Tag Archives: freeways

‘Motor vehicles only” freeway signs recalled

The in basket: After reading the recent Road Warrior column saying bicycles are permitted on freeways, Michael Schuyler wrote, “I remember quite clearly that at every freeway entrance in the’60s there used to be a sign that said, ‘Motorized vehicles only.’ What changed and when? Was it simply a policy change or was it a change in the law? I saw these signs on the interstate, for sure, but can’t recall if they were also on state freeways.”

The out basket: I recall those signs too, though I didn’t  until Michael jogged my memory.

State officials couldn’t pinpoint what changed, so I went to Lloyd Brown, director of communications with the

American Association of State Highway and Transportation Officials.

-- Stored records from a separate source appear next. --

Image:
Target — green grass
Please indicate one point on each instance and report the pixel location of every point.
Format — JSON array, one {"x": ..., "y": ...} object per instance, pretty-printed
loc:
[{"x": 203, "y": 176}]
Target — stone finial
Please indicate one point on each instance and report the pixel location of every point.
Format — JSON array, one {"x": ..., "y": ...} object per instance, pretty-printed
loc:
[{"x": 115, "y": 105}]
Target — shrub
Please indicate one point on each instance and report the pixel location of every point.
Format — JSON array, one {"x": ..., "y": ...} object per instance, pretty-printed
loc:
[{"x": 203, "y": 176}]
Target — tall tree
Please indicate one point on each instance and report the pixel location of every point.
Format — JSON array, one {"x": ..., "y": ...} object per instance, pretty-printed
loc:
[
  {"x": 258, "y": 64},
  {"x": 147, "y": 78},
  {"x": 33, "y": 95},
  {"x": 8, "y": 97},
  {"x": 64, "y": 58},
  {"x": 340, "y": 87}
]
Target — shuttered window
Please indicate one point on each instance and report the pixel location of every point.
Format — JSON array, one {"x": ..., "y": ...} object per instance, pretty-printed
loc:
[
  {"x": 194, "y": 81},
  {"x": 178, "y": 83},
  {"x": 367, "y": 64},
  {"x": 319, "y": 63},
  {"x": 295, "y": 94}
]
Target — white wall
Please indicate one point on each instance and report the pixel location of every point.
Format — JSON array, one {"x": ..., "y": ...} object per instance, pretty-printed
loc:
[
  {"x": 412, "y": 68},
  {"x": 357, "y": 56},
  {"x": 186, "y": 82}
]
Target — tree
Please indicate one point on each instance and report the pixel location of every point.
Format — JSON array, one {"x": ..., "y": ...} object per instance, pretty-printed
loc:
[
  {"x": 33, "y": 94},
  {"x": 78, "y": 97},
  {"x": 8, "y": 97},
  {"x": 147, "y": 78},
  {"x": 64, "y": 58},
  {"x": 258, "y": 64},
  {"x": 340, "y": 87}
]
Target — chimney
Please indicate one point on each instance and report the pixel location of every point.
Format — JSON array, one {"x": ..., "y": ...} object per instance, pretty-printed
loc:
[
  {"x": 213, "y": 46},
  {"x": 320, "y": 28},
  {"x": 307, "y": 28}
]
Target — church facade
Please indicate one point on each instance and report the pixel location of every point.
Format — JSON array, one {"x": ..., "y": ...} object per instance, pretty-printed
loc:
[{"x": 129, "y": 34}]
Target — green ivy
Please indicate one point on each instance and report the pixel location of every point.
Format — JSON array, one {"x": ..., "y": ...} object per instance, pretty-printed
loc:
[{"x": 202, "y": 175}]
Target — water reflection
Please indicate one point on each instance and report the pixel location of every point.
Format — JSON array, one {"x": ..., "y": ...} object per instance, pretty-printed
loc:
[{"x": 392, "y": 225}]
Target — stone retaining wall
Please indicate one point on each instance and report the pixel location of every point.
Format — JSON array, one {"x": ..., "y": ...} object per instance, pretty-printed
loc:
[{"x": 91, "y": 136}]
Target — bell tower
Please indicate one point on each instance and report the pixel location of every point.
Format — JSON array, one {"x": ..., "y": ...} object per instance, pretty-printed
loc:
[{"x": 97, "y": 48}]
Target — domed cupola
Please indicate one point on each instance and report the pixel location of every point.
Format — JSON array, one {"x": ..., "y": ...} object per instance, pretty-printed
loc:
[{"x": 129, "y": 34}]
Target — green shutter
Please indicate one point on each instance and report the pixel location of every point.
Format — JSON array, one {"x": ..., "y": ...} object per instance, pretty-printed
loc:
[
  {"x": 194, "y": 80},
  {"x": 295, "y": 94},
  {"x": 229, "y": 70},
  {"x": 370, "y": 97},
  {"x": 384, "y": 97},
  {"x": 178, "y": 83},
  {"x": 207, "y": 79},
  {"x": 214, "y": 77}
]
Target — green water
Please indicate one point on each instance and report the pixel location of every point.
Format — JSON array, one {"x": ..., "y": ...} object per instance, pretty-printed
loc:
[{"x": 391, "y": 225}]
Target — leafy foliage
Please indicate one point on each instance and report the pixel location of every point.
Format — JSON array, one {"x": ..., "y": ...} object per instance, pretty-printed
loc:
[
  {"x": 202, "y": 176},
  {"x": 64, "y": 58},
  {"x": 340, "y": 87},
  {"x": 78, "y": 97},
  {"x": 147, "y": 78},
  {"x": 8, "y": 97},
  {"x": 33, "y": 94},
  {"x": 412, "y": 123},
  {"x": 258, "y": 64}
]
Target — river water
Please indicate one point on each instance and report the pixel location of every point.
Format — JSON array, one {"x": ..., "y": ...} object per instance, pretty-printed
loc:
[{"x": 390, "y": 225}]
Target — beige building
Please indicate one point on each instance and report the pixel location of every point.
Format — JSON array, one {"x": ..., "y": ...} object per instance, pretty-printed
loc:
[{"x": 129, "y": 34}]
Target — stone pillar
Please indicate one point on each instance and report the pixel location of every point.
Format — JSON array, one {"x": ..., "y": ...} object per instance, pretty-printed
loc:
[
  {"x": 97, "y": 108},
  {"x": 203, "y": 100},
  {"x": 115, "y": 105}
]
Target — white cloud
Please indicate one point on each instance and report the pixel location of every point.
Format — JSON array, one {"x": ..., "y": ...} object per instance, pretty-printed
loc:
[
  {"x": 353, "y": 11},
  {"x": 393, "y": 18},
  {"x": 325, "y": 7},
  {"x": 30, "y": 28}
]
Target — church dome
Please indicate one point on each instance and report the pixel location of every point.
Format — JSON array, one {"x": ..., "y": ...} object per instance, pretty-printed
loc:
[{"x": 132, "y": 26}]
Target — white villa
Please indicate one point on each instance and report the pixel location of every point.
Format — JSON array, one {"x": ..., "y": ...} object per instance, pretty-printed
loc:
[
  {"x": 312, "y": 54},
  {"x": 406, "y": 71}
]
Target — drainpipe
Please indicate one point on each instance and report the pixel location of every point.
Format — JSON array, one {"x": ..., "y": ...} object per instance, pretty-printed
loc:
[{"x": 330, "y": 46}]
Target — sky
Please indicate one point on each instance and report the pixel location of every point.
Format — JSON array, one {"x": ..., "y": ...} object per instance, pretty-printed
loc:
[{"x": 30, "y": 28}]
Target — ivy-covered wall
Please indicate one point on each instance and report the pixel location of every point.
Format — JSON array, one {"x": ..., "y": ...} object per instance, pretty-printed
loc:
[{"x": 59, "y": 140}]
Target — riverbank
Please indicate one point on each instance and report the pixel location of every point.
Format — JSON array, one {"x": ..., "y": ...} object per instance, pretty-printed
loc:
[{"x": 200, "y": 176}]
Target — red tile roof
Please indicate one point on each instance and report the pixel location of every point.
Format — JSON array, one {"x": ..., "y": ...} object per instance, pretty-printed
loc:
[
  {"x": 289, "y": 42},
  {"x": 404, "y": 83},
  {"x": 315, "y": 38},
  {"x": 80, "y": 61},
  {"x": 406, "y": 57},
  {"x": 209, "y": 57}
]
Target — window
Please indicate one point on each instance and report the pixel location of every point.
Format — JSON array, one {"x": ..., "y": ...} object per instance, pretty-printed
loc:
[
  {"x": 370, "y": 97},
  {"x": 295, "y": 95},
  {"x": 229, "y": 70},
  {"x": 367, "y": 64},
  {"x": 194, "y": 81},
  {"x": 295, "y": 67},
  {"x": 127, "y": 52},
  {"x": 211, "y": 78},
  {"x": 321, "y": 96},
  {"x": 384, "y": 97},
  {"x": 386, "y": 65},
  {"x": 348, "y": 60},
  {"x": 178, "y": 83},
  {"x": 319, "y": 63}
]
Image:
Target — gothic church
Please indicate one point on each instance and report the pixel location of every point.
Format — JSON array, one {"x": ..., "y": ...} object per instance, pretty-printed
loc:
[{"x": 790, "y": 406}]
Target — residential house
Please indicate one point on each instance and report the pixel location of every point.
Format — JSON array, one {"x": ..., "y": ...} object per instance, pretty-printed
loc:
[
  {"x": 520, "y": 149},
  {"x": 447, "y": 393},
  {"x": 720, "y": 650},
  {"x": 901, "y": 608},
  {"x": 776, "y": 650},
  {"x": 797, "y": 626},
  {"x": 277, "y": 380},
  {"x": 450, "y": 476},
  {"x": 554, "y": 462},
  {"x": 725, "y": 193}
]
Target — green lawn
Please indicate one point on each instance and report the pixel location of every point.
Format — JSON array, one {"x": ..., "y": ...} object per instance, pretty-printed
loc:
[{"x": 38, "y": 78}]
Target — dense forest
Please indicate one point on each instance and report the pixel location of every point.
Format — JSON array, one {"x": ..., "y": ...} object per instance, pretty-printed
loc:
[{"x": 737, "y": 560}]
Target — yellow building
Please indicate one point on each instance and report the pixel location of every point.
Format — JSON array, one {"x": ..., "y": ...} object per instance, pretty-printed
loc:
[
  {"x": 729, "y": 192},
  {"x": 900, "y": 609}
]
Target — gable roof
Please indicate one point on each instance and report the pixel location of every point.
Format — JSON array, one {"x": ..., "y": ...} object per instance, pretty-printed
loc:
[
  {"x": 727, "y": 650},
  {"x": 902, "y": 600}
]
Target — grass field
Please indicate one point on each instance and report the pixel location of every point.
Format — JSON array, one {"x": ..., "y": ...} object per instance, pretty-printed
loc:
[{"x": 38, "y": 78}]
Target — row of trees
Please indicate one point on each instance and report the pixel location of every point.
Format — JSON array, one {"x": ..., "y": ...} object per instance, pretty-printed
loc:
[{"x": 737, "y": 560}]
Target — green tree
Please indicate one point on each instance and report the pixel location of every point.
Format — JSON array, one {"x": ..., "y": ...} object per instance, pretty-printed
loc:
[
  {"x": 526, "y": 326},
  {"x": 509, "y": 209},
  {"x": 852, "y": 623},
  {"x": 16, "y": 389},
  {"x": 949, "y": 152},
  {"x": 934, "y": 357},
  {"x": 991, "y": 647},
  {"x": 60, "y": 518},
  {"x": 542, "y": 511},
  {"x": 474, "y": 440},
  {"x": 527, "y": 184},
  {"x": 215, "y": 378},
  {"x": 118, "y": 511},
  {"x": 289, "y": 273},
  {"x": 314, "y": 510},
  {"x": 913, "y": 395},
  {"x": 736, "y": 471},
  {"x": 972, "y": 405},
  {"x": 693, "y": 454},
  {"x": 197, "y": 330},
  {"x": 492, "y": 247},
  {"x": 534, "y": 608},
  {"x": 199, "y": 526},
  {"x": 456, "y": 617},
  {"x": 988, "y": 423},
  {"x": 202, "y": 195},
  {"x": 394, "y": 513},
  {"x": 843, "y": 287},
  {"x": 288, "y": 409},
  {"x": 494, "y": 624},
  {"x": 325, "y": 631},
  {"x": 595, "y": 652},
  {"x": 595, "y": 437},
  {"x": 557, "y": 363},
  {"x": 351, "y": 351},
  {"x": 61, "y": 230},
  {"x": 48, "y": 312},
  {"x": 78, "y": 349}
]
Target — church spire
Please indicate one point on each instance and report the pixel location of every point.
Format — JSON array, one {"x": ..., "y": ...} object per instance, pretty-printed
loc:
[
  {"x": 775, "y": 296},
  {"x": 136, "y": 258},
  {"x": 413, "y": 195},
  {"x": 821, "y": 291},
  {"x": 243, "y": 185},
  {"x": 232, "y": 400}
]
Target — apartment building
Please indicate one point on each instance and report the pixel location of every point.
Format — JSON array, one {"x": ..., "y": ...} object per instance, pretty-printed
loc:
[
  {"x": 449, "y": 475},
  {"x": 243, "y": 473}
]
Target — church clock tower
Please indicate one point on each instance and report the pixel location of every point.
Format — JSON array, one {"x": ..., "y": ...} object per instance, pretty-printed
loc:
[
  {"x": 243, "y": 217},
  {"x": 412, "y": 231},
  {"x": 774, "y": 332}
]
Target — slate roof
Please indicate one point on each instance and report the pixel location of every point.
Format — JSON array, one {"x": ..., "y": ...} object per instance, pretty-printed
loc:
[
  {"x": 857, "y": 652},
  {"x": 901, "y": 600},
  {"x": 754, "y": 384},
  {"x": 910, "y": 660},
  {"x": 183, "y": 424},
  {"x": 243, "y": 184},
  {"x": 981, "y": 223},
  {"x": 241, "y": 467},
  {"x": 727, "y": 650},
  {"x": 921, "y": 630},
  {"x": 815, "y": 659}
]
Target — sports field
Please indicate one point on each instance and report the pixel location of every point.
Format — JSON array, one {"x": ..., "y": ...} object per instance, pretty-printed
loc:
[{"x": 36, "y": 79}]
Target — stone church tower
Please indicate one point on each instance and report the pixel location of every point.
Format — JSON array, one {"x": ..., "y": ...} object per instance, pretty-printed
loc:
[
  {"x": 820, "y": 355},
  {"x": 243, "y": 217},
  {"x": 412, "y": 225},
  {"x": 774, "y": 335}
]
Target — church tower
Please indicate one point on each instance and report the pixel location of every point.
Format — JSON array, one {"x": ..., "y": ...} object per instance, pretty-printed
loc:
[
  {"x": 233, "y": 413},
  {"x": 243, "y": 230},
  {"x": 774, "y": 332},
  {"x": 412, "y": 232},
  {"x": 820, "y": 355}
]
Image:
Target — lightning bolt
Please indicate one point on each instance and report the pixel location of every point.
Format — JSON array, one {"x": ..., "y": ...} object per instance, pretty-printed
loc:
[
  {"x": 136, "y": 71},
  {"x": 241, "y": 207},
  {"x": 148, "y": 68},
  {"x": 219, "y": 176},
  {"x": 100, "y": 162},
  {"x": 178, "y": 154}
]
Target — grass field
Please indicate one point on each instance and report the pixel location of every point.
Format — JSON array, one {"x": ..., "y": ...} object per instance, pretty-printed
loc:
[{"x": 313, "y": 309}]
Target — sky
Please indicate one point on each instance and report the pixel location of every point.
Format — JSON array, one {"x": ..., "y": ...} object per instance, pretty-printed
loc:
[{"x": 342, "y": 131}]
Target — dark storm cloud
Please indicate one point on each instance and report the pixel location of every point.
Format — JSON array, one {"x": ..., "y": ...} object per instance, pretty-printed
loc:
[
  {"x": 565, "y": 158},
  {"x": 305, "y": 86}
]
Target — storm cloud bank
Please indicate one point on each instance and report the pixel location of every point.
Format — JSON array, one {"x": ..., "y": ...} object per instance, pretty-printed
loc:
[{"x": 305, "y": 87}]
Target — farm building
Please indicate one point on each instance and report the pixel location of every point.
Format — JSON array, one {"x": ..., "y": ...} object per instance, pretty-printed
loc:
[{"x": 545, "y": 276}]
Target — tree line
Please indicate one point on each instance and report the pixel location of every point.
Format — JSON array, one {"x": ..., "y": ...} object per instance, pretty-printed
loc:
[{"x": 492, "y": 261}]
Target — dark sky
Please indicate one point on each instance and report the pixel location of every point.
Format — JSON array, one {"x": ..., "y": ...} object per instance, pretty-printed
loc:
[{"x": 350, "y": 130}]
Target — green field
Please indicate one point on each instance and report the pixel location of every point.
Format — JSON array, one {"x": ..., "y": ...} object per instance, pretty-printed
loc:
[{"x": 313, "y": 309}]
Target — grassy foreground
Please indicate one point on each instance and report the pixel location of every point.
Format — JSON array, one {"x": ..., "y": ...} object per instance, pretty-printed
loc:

Lloyd used to work for our state’s transportation department.

He had one of their staff look into it and librarian/historian Bob Cullen sent the following”

“The Federal Highway Act of 1973 established the Bicycle Transportation and Pedestrian Walkways program.  Those provisions have been revised and even expanded upon several times since in other major pieces of federal legislation, notably the Intermodal Surface Transportation Efficiency Act (ISTEA) of 1991.

“However, in answer to the specific question, there have not been any laws at the federal level providing a nationwide authorization or prohibition with respect to riding bicycles on freeways.  As described in section ‘Bicycles on Freeways’ on web page for the Federal Highway Administration’s Bicycle and Pedestrian Program (http://www.fhwa.dot.gov/environment/bicycle_pedestrian/guidance/freeways.cfm#bicycles):

‘There are no federal laws or regulations that prohibit bicycle use on interstate highways or other freeways. Although a state may prohibit bicycles on freeways, prohibition is not a federal requirement. Most western states allow bicycles to use interstate highways or other freeways. Many of these states restrict bicycle use in urban or other congested areas.

“In some locations, the interstate highway or other freeway may be the only reasonable route, or may be preferred compared to other steep, narrow, or winding routes. A state should consider safety and traffic concerns along the freeway and along alternative routes when considering whether or not to allow bicyclists to use freeways.”

In other words, the federal government leaves it up to each individual state to decide whether bicyclists can travel along freeways. States still have the initiating role in any assessment of whether bicycles can even be used on those particular segments of highway.”

Bicycles may use freeways – if they dare

The in basket:  Johanna Baxter of Port Orchard writes, “Lately when I’ve been driving, I’ve seen bicyclists on the highway. The other day I saw one on Highway 16 and then yesterday on

Highway 3.

“Is this legal for them to be there? I seem to remember something about pedestrians walking on the highway and the legality of

that, but I don’t recall ever seeing anything in reference to bicycles.”

The out basket: I must assume Johanna’s curiosity is about four-lane freeways, which describes all of Highway 16 and much of Highway 3.

Bicyclists have all the rights and responsibilities of motor vehicles so are permitted on freeways, though it must be a scary place to ride. I think bicycle events like the Seattle-to-Portland use local roads to stay off freeways.

Pedestrians and hitchhiking are prohibited on limited access highways like 16 and the four-lane stretches of 3.